First screened as part of last year’s British Film Festival, Peter Cattaneo’s Military Wives now has its theatrical run.
Based on a true story, this gentle and moving film tells the story of the first military wives choir, of which there are now hundreds around the world (including Australia). Cattaneo, along with screenwriters Rosanne Flynn and Rachel Tunnard, has chosen to tell this story through fictionalized characters, developed after talking to many real wives and members of the military.
At a garrison in England, most of the regiment is sent off for a six-month tour in Afghanistan. Left behind are their wives and partners, most with young children. Lisa, played by the wonderful Sharon Horgan, wife of the newly promoted Regimental Sergeant-Major is expected to organize the rest of the wives.
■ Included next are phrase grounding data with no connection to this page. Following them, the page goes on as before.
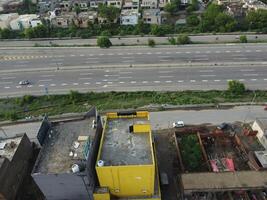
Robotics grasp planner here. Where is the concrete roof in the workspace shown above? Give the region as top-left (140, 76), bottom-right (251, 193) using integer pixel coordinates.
top-left (34, 117), bottom-right (95, 174)
top-left (100, 118), bottom-right (152, 166)
top-left (181, 171), bottom-right (267, 192)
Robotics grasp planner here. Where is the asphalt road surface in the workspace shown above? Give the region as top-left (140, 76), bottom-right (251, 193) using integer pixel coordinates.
top-left (0, 44), bottom-right (267, 97)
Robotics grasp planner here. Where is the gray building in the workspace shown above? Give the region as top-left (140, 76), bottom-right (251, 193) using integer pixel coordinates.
top-left (0, 134), bottom-right (33, 200)
top-left (32, 108), bottom-right (103, 200)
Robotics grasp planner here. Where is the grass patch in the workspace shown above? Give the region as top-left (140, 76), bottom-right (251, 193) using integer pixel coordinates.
top-left (0, 90), bottom-right (267, 121)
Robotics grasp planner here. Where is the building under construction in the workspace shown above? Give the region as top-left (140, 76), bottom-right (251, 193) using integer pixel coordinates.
top-left (94, 111), bottom-right (161, 200)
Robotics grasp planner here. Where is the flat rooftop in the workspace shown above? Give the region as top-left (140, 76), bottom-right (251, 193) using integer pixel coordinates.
top-left (100, 117), bottom-right (152, 166)
top-left (0, 136), bottom-right (23, 161)
top-left (181, 171), bottom-right (267, 192)
top-left (34, 117), bottom-right (95, 173)
top-left (0, 122), bottom-right (42, 143)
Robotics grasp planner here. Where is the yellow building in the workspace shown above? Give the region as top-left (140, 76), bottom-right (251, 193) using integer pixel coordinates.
top-left (94, 111), bottom-right (160, 200)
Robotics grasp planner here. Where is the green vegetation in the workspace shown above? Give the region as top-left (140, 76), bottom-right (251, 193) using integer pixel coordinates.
top-left (97, 36), bottom-right (112, 48)
top-left (180, 134), bottom-right (203, 172)
top-left (0, 90), bottom-right (267, 120)
top-left (228, 80), bottom-right (246, 95)
top-left (147, 39), bottom-right (156, 47)
top-left (239, 35), bottom-right (248, 43)
top-left (177, 34), bottom-right (191, 44)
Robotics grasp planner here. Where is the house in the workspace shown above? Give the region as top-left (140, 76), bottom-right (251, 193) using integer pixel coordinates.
top-left (120, 10), bottom-right (140, 25)
top-left (32, 108), bottom-right (103, 200)
top-left (243, 0), bottom-right (267, 10)
top-left (141, 0), bottom-right (158, 9)
top-left (107, 0), bottom-right (122, 9)
top-left (50, 12), bottom-right (76, 28)
top-left (251, 118), bottom-right (267, 149)
top-left (142, 9), bottom-right (161, 24)
top-left (159, 0), bottom-right (171, 9)
top-left (59, 1), bottom-right (71, 12)
top-left (10, 14), bottom-right (42, 30)
top-left (122, 0), bottom-right (140, 10)
top-left (0, 13), bottom-right (19, 29)
top-left (74, 11), bottom-right (97, 28)
top-left (94, 111), bottom-right (161, 200)
top-left (0, 134), bottom-right (33, 200)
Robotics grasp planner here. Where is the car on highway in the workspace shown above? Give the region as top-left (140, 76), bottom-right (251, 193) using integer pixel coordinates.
top-left (172, 121), bottom-right (184, 128)
top-left (19, 80), bottom-right (30, 85)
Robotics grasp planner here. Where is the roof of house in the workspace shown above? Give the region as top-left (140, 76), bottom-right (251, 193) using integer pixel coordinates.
top-left (99, 113), bottom-right (153, 166)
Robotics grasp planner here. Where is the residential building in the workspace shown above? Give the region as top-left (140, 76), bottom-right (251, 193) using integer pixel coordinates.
top-left (141, 0), bottom-right (158, 9)
top-left (120, 10), bottom-right (140, 25)
top-left (50, 12), bottom-right (76, 28)
top-left (32, 108), bottom-right (103, 200)
top-left (0, 134), bottom-right (33, 200)
top-left (107, 0), bottom-right (122, 9)
top-left (74, 11), bottom-right (97, 28)
top-left (94, 111), bottom-right (161, 200)
top-left (10, 14), bottom-right (42, 30)
top-left (122, 0), bottom-right (140, 10)
top-left (243, 0), bottom-right (267, 10)
top-left (159, 0), bottom-right (171, 9)
top-left (0, 13), bottom-right (19, 29)
top-left (252, 118), bottom-right (267, 149)
top-left (59, 1), bottom-right (71, 12)
top-left (142, 9), bottom-right (161, 24)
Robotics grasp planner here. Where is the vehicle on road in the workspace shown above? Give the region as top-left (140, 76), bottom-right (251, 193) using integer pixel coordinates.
top-left (172, 121), bottom-right (184, 128)
top-left (19, 80), bottom-right (30, 85)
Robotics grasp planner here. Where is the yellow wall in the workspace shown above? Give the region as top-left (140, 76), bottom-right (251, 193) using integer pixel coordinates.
top-left (133, 124), bottom-right (151, 133)
top-left (93, 193), bottom-right (110, 200)
top-left (96, 164), bottom-right (155, 197)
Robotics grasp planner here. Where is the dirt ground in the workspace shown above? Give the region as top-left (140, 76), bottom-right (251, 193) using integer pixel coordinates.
top-left (153, 129), bottom-right (180, 200)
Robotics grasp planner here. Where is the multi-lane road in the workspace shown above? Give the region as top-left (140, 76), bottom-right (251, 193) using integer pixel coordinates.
top-left (0, 44), bottom-right (267, 97)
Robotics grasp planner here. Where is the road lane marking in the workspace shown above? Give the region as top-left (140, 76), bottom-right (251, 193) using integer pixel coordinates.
top-left (38, 79), bottom-right (52, 82)
top-left (2, 77), bottom-right (16, 80)
top-left (243, 74), bottom-right (259, 76)
top-left (240, 69), bottom-right (255, 72)
top-left (0, 82), bottom-right (13, 85)
top-left (79, 77), bottom-right (92, 80)
top-left (41, 74), bottom-right (55, 78)
top-left (80, 72), bottom-right (92, 76)
top-left (199, 69), bottom-right (214, 72)
top-left (200, 74), bottom-right (216, 77)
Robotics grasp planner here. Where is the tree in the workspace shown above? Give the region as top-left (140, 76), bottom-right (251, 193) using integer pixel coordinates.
top-left (239, 35), bottom-right (248, 43)
top-left (186, 14), bottom-right (199, 26)
top-left (98, 4), bottom-right (120, 23)
top-left (97, 36), bottom-right (112, 48)
top-left (164, 0), bottom-right (181, 15)
top-left (147, 38), bottom-right (156, 47)
top-left (177, 34), bottom-right (191, 44)
top-left (228, 80), bottom-right (246, 95)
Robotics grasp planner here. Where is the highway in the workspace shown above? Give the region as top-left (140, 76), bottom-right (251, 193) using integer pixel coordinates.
top-left (0, 44), bottom-right (267, 97)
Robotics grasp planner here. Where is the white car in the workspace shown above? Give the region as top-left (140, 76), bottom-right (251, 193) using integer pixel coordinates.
top-left (19, 80), bottom-right (30, 85)
top-left (172, 121), bottom-right (184, 128)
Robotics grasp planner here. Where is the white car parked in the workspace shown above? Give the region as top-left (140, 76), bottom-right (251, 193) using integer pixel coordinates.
top-left (172, 121), bottom-right (184, 128)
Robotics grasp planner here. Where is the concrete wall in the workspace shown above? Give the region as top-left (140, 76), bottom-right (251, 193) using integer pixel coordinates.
top-left (0, 134), bottom-right (33, 200)
top-left (32, 173), bottom-right (89, 200)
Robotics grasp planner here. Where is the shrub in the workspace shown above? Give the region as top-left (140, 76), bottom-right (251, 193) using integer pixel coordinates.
top-left (177, 34), bottom-right (191, 44)
top-left (97, 36), bottom-right (112, 48)
top-left (239, 35), bottom-right (248, 43)
top-left (227, 80), bottom-right (246, 95)
top-left (148, 39), bottom-right (156, 47)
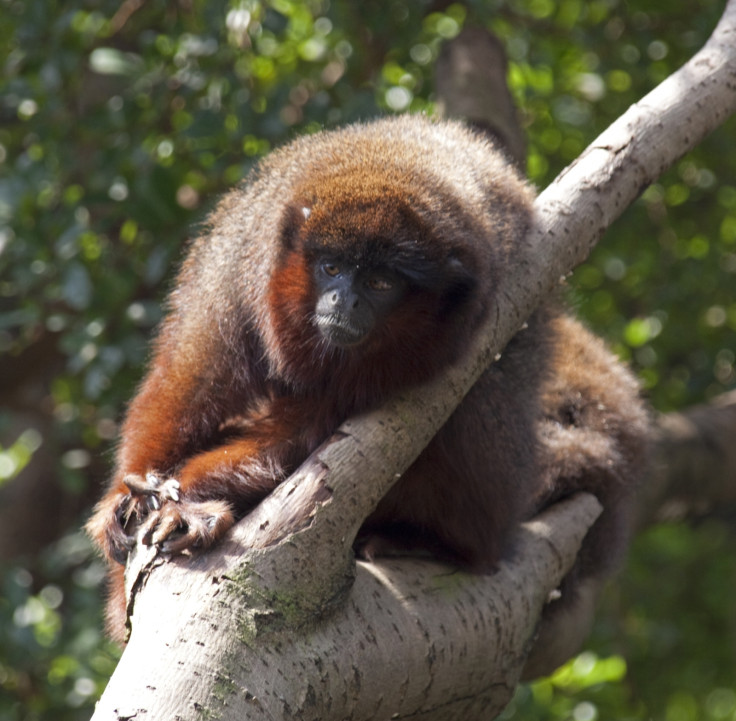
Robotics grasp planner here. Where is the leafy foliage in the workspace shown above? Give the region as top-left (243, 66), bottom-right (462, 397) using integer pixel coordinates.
top-left (0, 0), bottom-right (736, 721)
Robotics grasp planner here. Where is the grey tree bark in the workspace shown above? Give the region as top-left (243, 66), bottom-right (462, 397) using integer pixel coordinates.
top-left (89, 0), bottom-right (736, 719)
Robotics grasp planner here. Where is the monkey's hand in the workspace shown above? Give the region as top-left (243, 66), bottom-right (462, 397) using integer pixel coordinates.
top-left (87, 473), bottom-right (234, 564)
top-left (123, 473), bottom-right (235, 553)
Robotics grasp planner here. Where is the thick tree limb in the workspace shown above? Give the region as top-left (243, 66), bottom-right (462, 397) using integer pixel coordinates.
top-left (90, 0), bottom-right (736, 719)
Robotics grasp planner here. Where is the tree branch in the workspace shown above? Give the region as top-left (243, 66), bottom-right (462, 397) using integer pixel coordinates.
top-left (90, 0), bottom-right (736, 719)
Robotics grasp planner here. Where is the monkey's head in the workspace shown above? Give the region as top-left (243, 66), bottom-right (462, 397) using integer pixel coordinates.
top-left (267, 169), bottom-right (492, 405)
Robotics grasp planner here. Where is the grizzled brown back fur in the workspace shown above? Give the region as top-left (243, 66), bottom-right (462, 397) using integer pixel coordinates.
top-left (88, 116), bottom-right (646, 638)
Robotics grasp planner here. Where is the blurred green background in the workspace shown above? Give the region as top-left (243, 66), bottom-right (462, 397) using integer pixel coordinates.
top-left (0, 0), bottom-right (736, 721)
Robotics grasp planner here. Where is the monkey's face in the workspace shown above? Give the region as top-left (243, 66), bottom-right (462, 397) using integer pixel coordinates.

As a no-nonsense woman she thinks that coffee mornings and a lot of wine should do the trick. Colonel’s wife Kate (the always impeccable Kristen Scott Thomas) has other ideas, and the two clash.
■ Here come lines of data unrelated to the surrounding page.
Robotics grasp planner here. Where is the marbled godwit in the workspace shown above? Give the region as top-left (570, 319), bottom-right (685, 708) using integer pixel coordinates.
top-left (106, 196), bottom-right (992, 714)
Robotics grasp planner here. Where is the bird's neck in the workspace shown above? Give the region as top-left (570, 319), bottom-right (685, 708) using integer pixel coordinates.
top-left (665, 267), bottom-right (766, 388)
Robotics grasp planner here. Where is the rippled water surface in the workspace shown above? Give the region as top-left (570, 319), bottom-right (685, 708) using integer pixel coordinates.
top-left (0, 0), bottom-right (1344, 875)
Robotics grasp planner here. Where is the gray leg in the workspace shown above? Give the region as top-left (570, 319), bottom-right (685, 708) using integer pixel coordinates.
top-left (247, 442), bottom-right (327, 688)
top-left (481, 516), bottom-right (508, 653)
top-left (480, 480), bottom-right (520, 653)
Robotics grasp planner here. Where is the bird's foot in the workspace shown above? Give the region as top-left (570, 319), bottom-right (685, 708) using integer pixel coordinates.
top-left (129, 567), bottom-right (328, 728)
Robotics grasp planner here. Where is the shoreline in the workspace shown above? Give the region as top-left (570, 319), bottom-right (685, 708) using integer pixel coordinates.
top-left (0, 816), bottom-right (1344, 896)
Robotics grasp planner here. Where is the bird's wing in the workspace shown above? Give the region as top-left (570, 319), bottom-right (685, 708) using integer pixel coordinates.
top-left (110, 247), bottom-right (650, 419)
Military Wives is a moving, humorous and relentlessly warm movie. At one stage during opening night, the entire cinema gave up pretending they weren’t crying and just sobbed openly. This is the type of work the British do particularly well, presenting some of the most visceral emotions with deft underplaying that counter-intuitively increases the emotional stakes.
But this is not just a moving tribute to the strength of those left behind. It also portrays how the class and rank system in the British military pervades even the non-serving partners, and how female friendships develop even within that difficult structure.
Essentially this is a simple tale, told very well. The humour and charm never lag, and the narrative remains true to its remit. You would have to be made of asbestos not to be moved and delighted by this work.
Military Wives opens today. Palace Nova Eastend has a special screening along with a performance by the Australian Military Wives Choir.